Dopo aver terminato la
lettura sono andato a cercare in rete qualche recensione di questo nuovissimo Montalbano e sono rimasto stupito nel
trovarle tutte positive. Addirittura un totale di 4.4 su Ibs. Sono rimasto stupito perché secondo me, pur essendo un
romanzo leggibile (per uno che non si spaventa di fronte al dialetto siciliano
strettissimo), e moderatamente piacevole, con tutta probabilità è il peggior Montalbano che mi è
capitato di leggere fino a questo momento.
E sì che io sono un
ammiratore di Salvo Montalbano e
delle sue avventure, e Andrea Camilleri
mi sta pure simpatico, anche se non ci ho mai parlato di pirsona pirsonalmente.
Ma non posso proprio tacere
di aver trovato questo romanzo scialbo e insignificante, abborracciato nella
costruzione e stereotipato come un sorriso di Berlusconi: le gag innescate da
Catarella sono fotocopiate e tirate via, dei sogni premonitori all’inizio della
narrazione ormai siamo stufi, così come siamo stufi della storia con Livia che
in questa puntata regredisce ad un livello stucchevole quale non ci si
aspetterebbe da un Montalbano nel pieno possesso delle sue doti intellettuali.
Invece di piantarla, come tutti noi ci augureremmo che facesse, il commissario
si lascia intenerire dall’abisso di disperazione nel quale la fidanzata è
caduta in seguito alla morte del figlio adottivo, fino a che lei non si
risolleva e torna ad essere allegra non per merito del suo uomo, ma grazie a…
un cane. Pur amando i cani, se fossi Montalbano questa costituirebbe una buona
occasione per un sano mavatteneunpoaff… e chi s’è visto s’è visto. E invece lui
corre a trovarli, lei e il cane, pieno d’amore e di comprensione, probabilmente
facendo contente tutte le lettrici di Camilleri situate oltre gli ‘anta.

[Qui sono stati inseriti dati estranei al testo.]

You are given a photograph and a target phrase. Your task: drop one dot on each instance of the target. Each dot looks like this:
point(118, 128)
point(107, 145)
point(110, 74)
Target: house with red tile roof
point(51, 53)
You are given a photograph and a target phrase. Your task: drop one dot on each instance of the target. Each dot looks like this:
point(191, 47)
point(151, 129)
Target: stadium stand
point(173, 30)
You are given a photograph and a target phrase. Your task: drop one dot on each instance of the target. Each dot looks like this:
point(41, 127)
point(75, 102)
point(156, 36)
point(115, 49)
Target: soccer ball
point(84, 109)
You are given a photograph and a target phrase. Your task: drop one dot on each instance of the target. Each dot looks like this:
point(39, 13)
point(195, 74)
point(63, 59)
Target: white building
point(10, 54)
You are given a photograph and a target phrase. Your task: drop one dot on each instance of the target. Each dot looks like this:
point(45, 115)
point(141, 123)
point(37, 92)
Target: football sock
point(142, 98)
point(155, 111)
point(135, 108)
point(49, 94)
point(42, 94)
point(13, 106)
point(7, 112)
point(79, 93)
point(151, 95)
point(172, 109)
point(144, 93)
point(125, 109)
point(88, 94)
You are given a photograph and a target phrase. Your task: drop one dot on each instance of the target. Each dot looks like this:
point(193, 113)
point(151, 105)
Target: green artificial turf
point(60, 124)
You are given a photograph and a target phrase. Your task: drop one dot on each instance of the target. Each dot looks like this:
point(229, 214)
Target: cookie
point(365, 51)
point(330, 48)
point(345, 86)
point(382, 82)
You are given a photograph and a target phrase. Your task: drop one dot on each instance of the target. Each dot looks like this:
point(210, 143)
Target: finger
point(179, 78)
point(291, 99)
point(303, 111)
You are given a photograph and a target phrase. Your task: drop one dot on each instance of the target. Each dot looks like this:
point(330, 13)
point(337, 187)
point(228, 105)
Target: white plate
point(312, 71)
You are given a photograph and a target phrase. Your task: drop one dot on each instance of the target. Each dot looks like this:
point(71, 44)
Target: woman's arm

La costruzione della storia
può anche filare, se non fosse che il lettore smaliziato si accorge
immediatamente di un particolare aspetto della vicenda (non vi posso dire
quale…) del quale il commissario si rende conto solo verso la fine del libro, e
per tutto il tempo non fa che domandarsi (il lettore): ma non lo vede?
Possibile che non se ne accorge? È talmente lampante! E finalmente anche
Montalbano ci arriva dopo una serie di illuminazioni.
Ma c’è una cosa che vi
dico, andando contro il principio che mi sono imposto di non raccontare mai la
trama di un libro: il lato peggiore del romanzo, l’errore macroscopico nel
quale è caduto Camilleri forse sentendosi forte della notorietà del suo
personaggio. Qual’è secondo voi lo sbaglio più grave che si può commettere
scrivendo un romanzo giallo?
Ve lo dico io: far
commettere l’assassinio da una persona che non è mai comparsa nel corso della
narrazione e che appare solo alla fine in tempo per prendersi la colpa. È come
se Roger Ackroyd risultasse
ammazzato da uno che passava lì per caso. Inammissibile: in un buon giallo
l’assassino deve sempre far parte
del cast dei personaggi principali ed
entrare in gioco fin dall’inizio.
Purtroppo, invece, in
questo La piramide di fango il
responsabile di tutto risulta proprio uno che compare di persona solo nelle
ultime pagine e del quale poco si era sentito parlare prima, sommando quindi un’altra
delusione alle precedenti.
Come concludere? Comunque
in fondo ci sono arrivato, e non è bastata l’insoddisfazione provata per farmi
decidere di non acquistare un prossimo Montalbano.